Speaker "Aaron Williams" Details Back

 

Topic

Speed Meets Scale for Predictive Analytics: Running Billions of Data Points Through a Full Machine Learning Pipeline

Abstract

Use of the humble GPU has spiked over the past couple years as machine learning and data analytics workloads have been optimized to take advantage of the GPU’s parallelism and memory bandwidth. Even though these operations (the steps of the Machine Learning Pipeline) could all be run on the same GPUs, they were typically isolated, and much slower than they needed to be, because data was serialized and deserialized between the steps over PCIe. That inefficiency was recently addressed by the formation of the GPU Open Analytics Initiative (GOAI http://gpuopenanalytics.com/), an industry standard founded by MapD, H2O.ai and Anaconda. This group created the GPU data frame (GDF), based on Apache Arrow, for passing data between processes and keeping it all in the GPU. In this talk we will explain how the GDF technology works, show how it is enabling a diverse set of GPU workloads, and demonstrate how to use Python in a Jupyter Notebook to take advantage of it.

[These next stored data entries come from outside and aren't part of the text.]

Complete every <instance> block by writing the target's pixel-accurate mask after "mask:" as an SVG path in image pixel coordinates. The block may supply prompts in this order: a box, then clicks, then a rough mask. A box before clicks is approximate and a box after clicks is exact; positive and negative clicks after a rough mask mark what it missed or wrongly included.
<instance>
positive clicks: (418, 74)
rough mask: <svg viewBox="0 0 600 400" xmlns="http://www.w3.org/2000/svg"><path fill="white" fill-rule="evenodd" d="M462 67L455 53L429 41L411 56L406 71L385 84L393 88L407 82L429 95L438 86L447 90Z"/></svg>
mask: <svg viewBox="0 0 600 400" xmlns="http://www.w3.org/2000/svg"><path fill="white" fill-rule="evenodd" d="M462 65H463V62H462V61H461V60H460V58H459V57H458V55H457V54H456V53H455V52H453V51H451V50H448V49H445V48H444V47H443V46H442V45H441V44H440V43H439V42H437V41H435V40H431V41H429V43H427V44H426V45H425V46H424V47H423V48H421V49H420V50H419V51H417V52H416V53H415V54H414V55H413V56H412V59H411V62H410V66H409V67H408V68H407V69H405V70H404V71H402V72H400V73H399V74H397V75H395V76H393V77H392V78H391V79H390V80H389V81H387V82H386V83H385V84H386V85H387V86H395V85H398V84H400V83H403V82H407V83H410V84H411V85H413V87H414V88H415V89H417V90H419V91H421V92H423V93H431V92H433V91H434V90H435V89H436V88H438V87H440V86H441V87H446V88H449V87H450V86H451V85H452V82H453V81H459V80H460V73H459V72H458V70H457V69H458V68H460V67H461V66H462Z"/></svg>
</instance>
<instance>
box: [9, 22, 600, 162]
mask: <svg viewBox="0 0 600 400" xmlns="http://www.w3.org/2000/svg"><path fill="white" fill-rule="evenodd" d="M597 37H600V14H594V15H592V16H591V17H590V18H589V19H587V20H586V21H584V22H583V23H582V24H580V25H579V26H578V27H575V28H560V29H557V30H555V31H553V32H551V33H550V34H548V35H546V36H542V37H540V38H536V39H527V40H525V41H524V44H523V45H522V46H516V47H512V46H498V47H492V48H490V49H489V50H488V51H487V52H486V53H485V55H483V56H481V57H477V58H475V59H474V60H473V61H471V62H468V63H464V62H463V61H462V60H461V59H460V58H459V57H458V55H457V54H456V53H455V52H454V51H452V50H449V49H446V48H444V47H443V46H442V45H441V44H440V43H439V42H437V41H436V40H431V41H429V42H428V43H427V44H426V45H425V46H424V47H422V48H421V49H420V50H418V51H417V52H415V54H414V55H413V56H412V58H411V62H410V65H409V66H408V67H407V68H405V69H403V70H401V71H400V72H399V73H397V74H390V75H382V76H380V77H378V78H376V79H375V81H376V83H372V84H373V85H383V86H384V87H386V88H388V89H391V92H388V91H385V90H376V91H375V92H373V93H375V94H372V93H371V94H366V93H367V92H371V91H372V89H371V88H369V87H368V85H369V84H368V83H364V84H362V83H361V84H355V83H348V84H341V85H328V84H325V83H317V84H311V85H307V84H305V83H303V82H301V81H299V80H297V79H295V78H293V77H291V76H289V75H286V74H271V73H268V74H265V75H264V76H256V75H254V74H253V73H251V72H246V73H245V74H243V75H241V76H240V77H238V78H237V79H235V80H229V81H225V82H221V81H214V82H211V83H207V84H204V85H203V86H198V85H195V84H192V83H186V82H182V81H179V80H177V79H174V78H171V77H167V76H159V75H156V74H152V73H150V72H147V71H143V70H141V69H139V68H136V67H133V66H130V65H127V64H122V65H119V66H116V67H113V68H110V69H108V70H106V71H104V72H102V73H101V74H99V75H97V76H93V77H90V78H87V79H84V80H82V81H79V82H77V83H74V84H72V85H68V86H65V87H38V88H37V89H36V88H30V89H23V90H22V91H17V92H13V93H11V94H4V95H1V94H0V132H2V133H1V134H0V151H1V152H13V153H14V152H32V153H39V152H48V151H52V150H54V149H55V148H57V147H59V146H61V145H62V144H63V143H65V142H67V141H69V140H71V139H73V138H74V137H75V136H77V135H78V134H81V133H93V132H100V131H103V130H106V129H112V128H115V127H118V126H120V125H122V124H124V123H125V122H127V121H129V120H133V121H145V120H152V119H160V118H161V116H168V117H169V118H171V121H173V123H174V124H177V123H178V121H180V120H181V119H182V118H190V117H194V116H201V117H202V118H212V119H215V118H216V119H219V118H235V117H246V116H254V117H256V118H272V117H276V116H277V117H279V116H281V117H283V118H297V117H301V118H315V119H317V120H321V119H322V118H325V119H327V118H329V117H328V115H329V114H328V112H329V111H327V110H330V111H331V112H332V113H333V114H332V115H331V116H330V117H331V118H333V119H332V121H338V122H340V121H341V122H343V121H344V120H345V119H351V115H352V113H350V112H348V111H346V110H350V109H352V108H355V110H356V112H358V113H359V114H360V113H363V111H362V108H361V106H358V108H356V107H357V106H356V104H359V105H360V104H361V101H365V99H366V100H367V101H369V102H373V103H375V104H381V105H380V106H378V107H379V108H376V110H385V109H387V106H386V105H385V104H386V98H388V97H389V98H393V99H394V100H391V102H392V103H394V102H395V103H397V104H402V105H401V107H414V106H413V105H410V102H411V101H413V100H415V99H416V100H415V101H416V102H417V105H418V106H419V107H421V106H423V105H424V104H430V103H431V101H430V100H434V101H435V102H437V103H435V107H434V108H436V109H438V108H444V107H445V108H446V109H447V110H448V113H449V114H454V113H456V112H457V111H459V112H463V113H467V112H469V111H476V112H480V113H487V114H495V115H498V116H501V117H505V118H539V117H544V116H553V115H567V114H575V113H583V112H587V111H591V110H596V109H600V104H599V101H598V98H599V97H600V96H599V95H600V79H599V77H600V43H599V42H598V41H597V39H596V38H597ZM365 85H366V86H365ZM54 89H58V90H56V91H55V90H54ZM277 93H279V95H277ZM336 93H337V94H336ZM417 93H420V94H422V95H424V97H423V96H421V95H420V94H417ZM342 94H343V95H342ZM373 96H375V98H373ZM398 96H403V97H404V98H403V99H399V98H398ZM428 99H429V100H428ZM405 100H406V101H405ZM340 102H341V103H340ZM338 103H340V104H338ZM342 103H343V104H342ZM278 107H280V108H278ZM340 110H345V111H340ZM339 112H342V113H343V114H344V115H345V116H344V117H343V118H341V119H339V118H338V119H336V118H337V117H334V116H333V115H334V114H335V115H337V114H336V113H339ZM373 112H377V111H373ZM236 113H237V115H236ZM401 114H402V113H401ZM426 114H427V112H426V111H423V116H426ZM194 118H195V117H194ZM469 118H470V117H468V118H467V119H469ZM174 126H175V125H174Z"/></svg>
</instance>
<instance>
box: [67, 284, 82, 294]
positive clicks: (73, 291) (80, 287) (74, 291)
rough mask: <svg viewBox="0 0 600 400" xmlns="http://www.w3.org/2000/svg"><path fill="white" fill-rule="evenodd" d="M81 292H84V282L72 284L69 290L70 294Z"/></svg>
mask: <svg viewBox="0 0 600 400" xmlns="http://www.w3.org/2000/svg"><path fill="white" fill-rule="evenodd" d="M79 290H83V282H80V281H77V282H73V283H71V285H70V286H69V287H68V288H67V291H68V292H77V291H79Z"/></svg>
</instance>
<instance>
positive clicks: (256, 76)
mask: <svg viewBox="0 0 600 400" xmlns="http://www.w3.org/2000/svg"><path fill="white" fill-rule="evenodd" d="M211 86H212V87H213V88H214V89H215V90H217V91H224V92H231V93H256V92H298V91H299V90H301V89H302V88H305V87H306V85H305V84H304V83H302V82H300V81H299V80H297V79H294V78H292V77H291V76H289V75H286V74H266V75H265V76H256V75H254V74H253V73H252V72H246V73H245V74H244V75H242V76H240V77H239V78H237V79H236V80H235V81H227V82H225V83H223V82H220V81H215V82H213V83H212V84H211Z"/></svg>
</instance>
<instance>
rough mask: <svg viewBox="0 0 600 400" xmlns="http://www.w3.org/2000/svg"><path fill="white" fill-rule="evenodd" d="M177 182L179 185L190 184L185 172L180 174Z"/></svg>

We’ll demonstrate on a very large dataset how to manage a full Machine Learning Pipeline with minimal data exchange overhead between MapD’s SQL engine and H2O’s generalized linear model library (GLM).

Profile

Aaron is responsible for MapD’s developer, user and open source communities. He comes to MapD with more than two decades of previous success building ecosystems around some of software’s most familiar platforms. Most recently he ran the global community for Mesosphere, including leading the launch and growth of DC/OS as an open source project. Prior to that he led the Java Community Process at Sun Microsystems, and ecosystem programs at SAP. Aaron has also served as the founding CEO of two startups in the entertainment space. Aaron has an MS in Computer Science and BS in Computer Engineering from Case Western Reserve University.